Bases: tilelang.jit.adapter.wrapper.TLCUDASourceWrapper

NVRTC backend wrapper: generates Python kernel launch code.

Core responsibility: transform TVM IRModule into executable Python function that initializes resources (TMA descriptors, L2 cache) and launches kernels via CUDA Driver API.

Data flow:

IRModule → collect kernel metadata → deduplicate resources → generate Python code → executable function

Why Python generation instead of C++:

NVRTC workflow requires runtime compilation, Python is the natural host. Using cuda.bindings.driver eliminates C++ wrapper complexity.

Parameters:
  • scheduled_ir_module (tvm.IRModule)

  • source (str)

  • target (tvm.target.Target)

  • device_mod (tvm.IRModule | None)

  • host_mod (tvm.IRModule | None)

  • pass_configs (dict[str, Any] | None)

property host_func¶

Override parent’s host_func to return generated Python code.

create_dispatch_func(code, function_informations)¶

Generate Python dispatch function that launches multiple CUDA kernels.

Why two-pass design:

Pass 1: Collect TMA descriptors from all kernels into shared dicts Pass 2: Generate code - descriptors first (deduplicated), then launches

Single-pass would create duplicate descriptors for each kernel. Dict naturally deduplicates by descriptor name.

Parameters:
  • code – CUDA C++ source containing kernel declarations

  • function_informations – Dict mapping kernel names to metadata (grid/block dims, params, shared memory size)

Returns:

  1. Initializes L2 cache policies (if needed)

  2. Creates TMA descriptors once per unique buffer

  3. Launches each kernel with cuLaunchKernelEx

  4. Resets L2 cache policies (if needed)

Return type:

Python source code defining a call() function that

generate_l2_persistent_map(function_name)¶

Generate Python code to configure L2 cache persistence for a kernel.

L2 persistence pins frequently-accessed data in L2 cache to reduce memory bandwidth. Requires explicit setup via CUDA stream attributes.

Parameters:

function_name (str) – Kernel name to check for L2 persistence config

Returns:

Python code that sets stream access policy window, or empty string if no L2 persistence configured for this kernel.

Return type:

str

generate_tma_descriptor_args(desc_name_map, desc_name_var_map)¶

Generate Python code to initialize TMA descriptors.

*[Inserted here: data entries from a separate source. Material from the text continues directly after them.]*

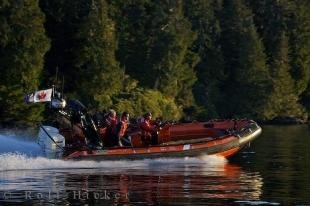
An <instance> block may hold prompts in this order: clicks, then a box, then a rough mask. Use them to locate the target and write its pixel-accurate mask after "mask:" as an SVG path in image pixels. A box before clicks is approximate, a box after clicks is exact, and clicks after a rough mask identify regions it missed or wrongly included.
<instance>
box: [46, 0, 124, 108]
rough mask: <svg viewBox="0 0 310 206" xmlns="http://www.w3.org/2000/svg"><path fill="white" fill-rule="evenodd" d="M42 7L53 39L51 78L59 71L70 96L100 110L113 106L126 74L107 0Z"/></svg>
mask: <svg viewBox="0 0 310 206" xmlns="http://www.w3.org/2000/svg"><path fill="white" fill-rule="evenodd" d="M41 6H42V8H43V10H44V11H45V13H46V14H47V15H48V22H49V24H48V26H47V29H48V33H49V35H50V36H51V38H52V49H51V51H50V52H49V55H48V57H47V64H48V65H47V66H48V68H49V74H47V76H50V74H52V73H53V70H55V68H56V67H59V70H60V72H61V73H63V75H64V76H65V81H66V84H65V92H66V93H69V96H71V97H74V98H80V99H81V100H82V101H83V102H84V103H86V104H87V105H91V106H94V107H99V108H100V109H102V108H107V107H109V106H111V104H112V99H111V98H112V96H113V95H114V94H116V93H117V92H119V91H120V89H121V86H122V84H123V82H122V81H123V73H124V72H123V71H122V70H121V69H120V67H119V65H118V62H117V61H116V59H115V51H116V48H117V45H116V38H115V27H114V23H113V21H112V20H111V19H110V17H109V16H108V10H109V6H108V4H107V3H106V2H105V0H93V1H82V0H81V1H74V2H72V1H67V0H63V1H58V2H54V1H42V5H41ZM54 27H55V28H57V29H56V30H55V29H54Z"/></svg>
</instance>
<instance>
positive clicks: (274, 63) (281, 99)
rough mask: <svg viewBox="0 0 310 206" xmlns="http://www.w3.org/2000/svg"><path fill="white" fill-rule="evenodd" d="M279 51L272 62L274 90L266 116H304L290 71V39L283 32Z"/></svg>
mask: <svg viewBox="0 0 310 206" xmlns="http://www.w3.org/2000/svg"><path fill="white" fill-rule="evenodd" d="M278 48H279V51H278V53H277V54H276V56H275V58H274V62H273V64H272V77H273V91H272V94H271V96H270V99H269V102H268V109H267V110H266V116H267V117H268V119H272V118H274V117H277V116H299V117H304V116H305V113H304V110H303V108H302V106H301V105H300V104H299V103H298V96H297V95H296V94H295V92H294V81H293V79H292V78H291V76H290V73H289V58H288V53H289V51H288V39H287V37H286V36H285V33H282V35H281V39H280V41H279V45H278Z"/></svg>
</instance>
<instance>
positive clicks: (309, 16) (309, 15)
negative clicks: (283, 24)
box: [288, 1, 310, 96]
mask: <svg viewBox="0 0 310 206" xmlns="http://www.w3.org/2000/svg"><path fill="white" fill-rule="evenodd" d="M309 8H310V2H309V1H300V2H298V4H297V3H296V7H295V9H294V12H292V18H290V21H289V22H288V32H289V33H288V34H289V45H290V57H291V58H290V60H291V61H290V65H291V69H290V74H291V75H292V77H293V79H294V81H295V91H296V94H297V95H298V96H300V95H301V94H302V93H303V92H305V90H306V89H307V86H308V84H309V81H310V69H309V68H310V24H309V19H310V14H309V12H308V11H309Z"/></svg>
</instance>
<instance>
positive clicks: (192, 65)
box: [114, 0, 197, 107]
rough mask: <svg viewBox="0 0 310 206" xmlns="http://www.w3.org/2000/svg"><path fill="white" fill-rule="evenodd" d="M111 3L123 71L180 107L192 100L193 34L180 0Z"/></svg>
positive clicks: (192, 72) (195, 79)
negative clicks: (115, 19) (155, 90)
mask: <svg viewBox="0 0 310 206" xmlns="http://www.w3.org/2000/svg"><path fill="white" fill-rule="evenodd" d="M114 4H115V7H116V8H118V13H117V15H115V16H116V17H115V18H116V21H117V22H118V27H117V28H118V31H119V39H120V44H119V50H118V56H119V59H120V62H121V64H122V65H123V66H124V67H125V68H126V73H128V74H129V75H131V76H132V77H134V78H136V79H137V80H138V81H139V84H140V86H142V87H146V88H151V89H156V90H159V91H161V92H162V93H163V94H164V95H168V96H170V97H172V98H175V99H176V101H177V103H178V104H179V105H181V106H183V107H186V106H188V105H191V104H193V96H192V92H191V88H192V86H193V84H194V82H195V80H196V76H195V73H194V71H193V67H194V66H195V65H196V64H197V54H195V53H193V52H191V51H190V50H189V49H190V47H191V45H192V43H193V41H194V39H195V37H196V35H195V33H194V32H193V31H191V29H190V27H191V25H190V23H189V21H188V20H187V19H186V18H185V17H184V14H183V13H184V12H183V5H182V3H181V1H166V0H163V1H160V2H158V1H133V2H129V3H128V2H127V3H125V4H124V3H123V1H121V2H117V3H114Z"/></svg>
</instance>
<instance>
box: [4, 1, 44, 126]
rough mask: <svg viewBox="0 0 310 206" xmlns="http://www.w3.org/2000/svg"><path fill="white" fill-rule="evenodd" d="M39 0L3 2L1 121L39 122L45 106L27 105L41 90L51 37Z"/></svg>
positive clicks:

TMA (Tensor Memory Accelerator) descriptors are opaque CUDA objects that describe memory layout for async copies. Must be created on host before kernel launch.

Parameters:
  • desc_name_map (dict[str, str]) – Maps descriptor variable names to buffer names

  • desc_name_var_map (dict[str, tilelang.tvm.tir.Var]) – Maps descriptor names to TVM variables

Returns:

Python code that calls cuTensorMapEncodeTiled/Im2col for each unique descriptor. Empty string if no TMA descriptors needed.

Return type:

str

update_lib_code(code)¶

Update library code and generate host dispatch function.

Entry point for code generation. Walks the host IR to extract kernel call sites, matches them with device kernels, then generates Python dispatch code via create_dispatch_func().

Parameters:

code (str) – CUDA C++ source code containing compiled kernels

Returns:

sets self.host_func to generated Python dispatcher.

Return type:

The same code string (stored in self.lib_code). Side effect

get_stream_type()¶

Return stream parameter spec for Python signature.

NVRTC backend uses raw int for stream handle (not cudaStream_t pointer). Default to 0 (NULL stream) for convenience.

Return type:

dict[str, str]